Among the limitations of this method are the possible formation of secondary structures and the need for long overlapping sequences which could lead to complications in the design and synthesis. The cost could also be relatively high compared to the other alternatives.

5.3 DNA Edit.

(i) What DNA would you want to edit and why? In class, George shared a variety of ways to edit the genes and genomes of humans and other organisms. Such DNA editing technologies have profound implications for human health, development, and even human longevity and human augmentation. DNA editing is also already commonly leveraged for flora and fauna, for example in nature conservation efforts, (animal/plant restoration, de-extinction), or in agriculture (e.g. plant breeding, nitrogen fixation). What kinds of edits might you want to make to DNA (e.g., human genomes and beyond) and why?

For this part of the paper, I would again bring up the idea of modifying the genes of plants that are subject to desiccation problems such as bananas. I believe that the agricultural sector in countries like Ecuador has great potential to test these technologies and improve yield and productivity levels.

(ii) What technology or technologies would you use to perform these DNA edits and why?
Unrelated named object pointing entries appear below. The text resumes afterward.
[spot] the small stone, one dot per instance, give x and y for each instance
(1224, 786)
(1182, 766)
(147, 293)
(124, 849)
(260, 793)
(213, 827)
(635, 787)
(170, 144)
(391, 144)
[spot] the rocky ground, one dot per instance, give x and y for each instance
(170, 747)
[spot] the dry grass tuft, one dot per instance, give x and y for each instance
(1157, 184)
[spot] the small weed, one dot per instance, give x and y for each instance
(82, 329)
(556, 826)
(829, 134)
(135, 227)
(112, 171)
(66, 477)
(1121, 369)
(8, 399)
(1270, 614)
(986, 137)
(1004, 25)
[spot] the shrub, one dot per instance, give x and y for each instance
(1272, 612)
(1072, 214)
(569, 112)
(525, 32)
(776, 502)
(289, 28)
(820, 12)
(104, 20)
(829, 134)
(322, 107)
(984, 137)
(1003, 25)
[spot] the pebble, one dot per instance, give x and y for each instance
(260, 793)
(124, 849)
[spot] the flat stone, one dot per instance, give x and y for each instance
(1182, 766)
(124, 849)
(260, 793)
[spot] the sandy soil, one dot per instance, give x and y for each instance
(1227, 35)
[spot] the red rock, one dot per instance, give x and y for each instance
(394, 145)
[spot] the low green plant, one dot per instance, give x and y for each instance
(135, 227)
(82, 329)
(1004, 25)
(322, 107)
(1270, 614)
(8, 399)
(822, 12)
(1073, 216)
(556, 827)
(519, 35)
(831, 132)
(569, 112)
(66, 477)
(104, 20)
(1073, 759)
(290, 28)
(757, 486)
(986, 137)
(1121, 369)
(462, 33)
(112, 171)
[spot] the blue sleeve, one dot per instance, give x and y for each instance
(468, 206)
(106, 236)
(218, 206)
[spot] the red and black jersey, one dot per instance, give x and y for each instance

Also answer the following questions:

How does your technology of choice edit DNA? What are the essential steps?

It starts with the design of the construct of interest, in this case consisting of the DREB1A gene, which is inserted into an expression vector together with its promoter.

This vector is then introduced into A. tumefaciens and the plants of interest are infected in an in vitro culture, which will allow the integration of the gene of interest. The principle of this technology is based on the ability of this bacterium to transfer DNA to other cells, using its Ti plasmid in which the region associated with the tumors is replaced by the region of interest. Thus, when this bacterium infects plant tissue, this genetic alteration is also transferred.

Subsequently, the plants that have been transformed correctly are selected, this can be through a fluorescent marker such as GFP.

Additionally, expression tests can be performed by RT-qPCR, and lastly, the regeneration and re-planting of the culture of interest is performed.

b. What preparation do you need to do (e.g. design steps) and what is the input (e.g. DNA template, enzymes, plasmids, primers, guides, cells) for the editing?

This process requires the selected gene of interest, a suitable vector compatible with A. tumefaciens including a promoter, terminator, and selection marker. Also, designed primers, restriction enzymes, ligases, culture media, and growth hormones.

c. What are the limitations of your editing methods (if any) in terms of efficiency or precision?

The main limitations revolve around the efficacy of the transformation because it is subject to a process of transgenesis, which could compromise the specificity and accuracy of the editing. In addition to possible unwanted adverse effects due to random insertions.